Wednesday, August 29, 2018

Leonard Bernstein - 1918-1990



This year marks the centenary celebration of Leonard Bernstein's birth.  He was born Louis Bernstein in Lawrence, Massachusetts on August 25, 2918 and died October 14, 1990 in New York City, New York at the age of 72.  He was a composer, conductor author, lecturer, and pianist.  According to music critic Donal Henahan, he was "one of the most prodigiously talented and successful musicians in American history."


Bernstein was influenced by the composer Marc Blitzstein, conductor Dimitri Mitropoulos, composer Aaron Copland and conductor Fritz Reiner at the Curtis Institute of Music in Philadelphia, who is said to have given Bernstein the only "A" grade he ever awarded.
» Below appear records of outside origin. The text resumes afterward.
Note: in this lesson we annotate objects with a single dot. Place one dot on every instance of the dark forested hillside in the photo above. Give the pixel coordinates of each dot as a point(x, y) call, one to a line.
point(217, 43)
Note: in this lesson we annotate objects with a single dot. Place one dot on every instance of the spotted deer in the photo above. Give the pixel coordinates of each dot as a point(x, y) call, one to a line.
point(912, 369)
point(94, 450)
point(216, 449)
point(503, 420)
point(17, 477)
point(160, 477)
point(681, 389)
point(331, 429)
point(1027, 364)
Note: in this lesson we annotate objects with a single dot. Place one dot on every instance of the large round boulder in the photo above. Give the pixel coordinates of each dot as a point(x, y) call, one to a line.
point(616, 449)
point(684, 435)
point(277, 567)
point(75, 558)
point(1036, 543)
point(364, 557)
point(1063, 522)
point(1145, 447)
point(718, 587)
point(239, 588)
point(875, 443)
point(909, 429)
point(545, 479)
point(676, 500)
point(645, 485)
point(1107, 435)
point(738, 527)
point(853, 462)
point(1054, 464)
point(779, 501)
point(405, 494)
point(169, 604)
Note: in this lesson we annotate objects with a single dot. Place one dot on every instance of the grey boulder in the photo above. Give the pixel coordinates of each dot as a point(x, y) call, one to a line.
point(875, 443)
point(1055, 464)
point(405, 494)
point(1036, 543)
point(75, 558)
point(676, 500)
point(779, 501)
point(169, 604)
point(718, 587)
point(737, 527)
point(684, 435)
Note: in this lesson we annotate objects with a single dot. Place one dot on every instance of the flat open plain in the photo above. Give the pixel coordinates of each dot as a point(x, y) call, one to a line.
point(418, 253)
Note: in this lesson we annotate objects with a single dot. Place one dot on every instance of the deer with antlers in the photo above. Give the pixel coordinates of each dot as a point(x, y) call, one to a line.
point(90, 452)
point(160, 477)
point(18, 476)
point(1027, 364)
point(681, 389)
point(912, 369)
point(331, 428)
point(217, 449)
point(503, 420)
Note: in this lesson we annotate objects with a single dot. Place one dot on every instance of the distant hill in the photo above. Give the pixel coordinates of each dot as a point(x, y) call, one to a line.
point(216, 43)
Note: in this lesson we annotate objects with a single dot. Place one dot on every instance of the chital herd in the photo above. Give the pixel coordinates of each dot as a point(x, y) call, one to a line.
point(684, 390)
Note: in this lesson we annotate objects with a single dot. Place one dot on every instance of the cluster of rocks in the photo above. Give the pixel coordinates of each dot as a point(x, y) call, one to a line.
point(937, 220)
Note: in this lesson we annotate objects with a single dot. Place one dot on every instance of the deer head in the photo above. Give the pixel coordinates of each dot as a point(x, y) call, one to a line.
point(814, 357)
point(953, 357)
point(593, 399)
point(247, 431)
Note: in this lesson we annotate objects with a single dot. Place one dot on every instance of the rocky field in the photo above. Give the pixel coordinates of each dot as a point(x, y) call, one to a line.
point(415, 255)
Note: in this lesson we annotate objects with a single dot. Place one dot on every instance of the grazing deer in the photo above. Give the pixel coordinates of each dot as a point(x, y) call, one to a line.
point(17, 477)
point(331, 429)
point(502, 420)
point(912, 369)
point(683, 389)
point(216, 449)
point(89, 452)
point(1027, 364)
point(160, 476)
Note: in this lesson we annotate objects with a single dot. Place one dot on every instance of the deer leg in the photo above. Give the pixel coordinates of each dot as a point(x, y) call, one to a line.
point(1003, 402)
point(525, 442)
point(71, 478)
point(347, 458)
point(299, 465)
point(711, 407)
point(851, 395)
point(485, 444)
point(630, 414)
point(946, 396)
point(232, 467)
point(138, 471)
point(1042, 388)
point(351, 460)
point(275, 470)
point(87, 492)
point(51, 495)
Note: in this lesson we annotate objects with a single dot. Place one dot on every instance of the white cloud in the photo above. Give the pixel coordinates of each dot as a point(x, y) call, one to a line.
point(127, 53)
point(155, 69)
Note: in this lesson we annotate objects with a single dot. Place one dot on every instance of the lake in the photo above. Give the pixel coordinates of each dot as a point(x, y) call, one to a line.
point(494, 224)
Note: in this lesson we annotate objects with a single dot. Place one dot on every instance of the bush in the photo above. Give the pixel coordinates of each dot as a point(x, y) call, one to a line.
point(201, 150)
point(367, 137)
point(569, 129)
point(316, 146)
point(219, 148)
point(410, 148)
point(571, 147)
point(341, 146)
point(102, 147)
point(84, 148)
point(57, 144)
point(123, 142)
In 1958, he began his tenure as conductor with the New York Philharmonic Orchestra, after stepping in at the last moment for conductor Guido Cantelli, who died in an airplane crash.  At this time, he also began his series of fifty-three televised Young People's concerts for CBS.


Bernstein has been awarded Grammy Awards for Best Album for children, Best Orchestral Performance, Best Choral Performance, Best Opera Recording, Best Classical Vocal Performance, Best Instrumental Soloist(s) Performance, Best Classical Contemporary Composition, Best Classical Album, and Lifetime Achievement.  He also won a Tony Award for Best Musical.  He is a Gramophone Hall of Fame entrant, and a member of both the American Theater Hall of Fame, and the Television Hall of Fame.  In 2015 he was inducted into the Legacy Walk.  In 1990 he won the Japan Arts Association award for lifetime achievement.


His works include ballets, operas, musicals, incidental music and other theatre, film scores, orchestral, choral, chamber music, vocal music, and pianos music. Among his noteworthy are
On the Town (1944), Trouble in Tahiti (1952),
On the Waterfront (1954) Candide (1956), West Side Story (1957), MASS (1971) and A Quiet Place (1983).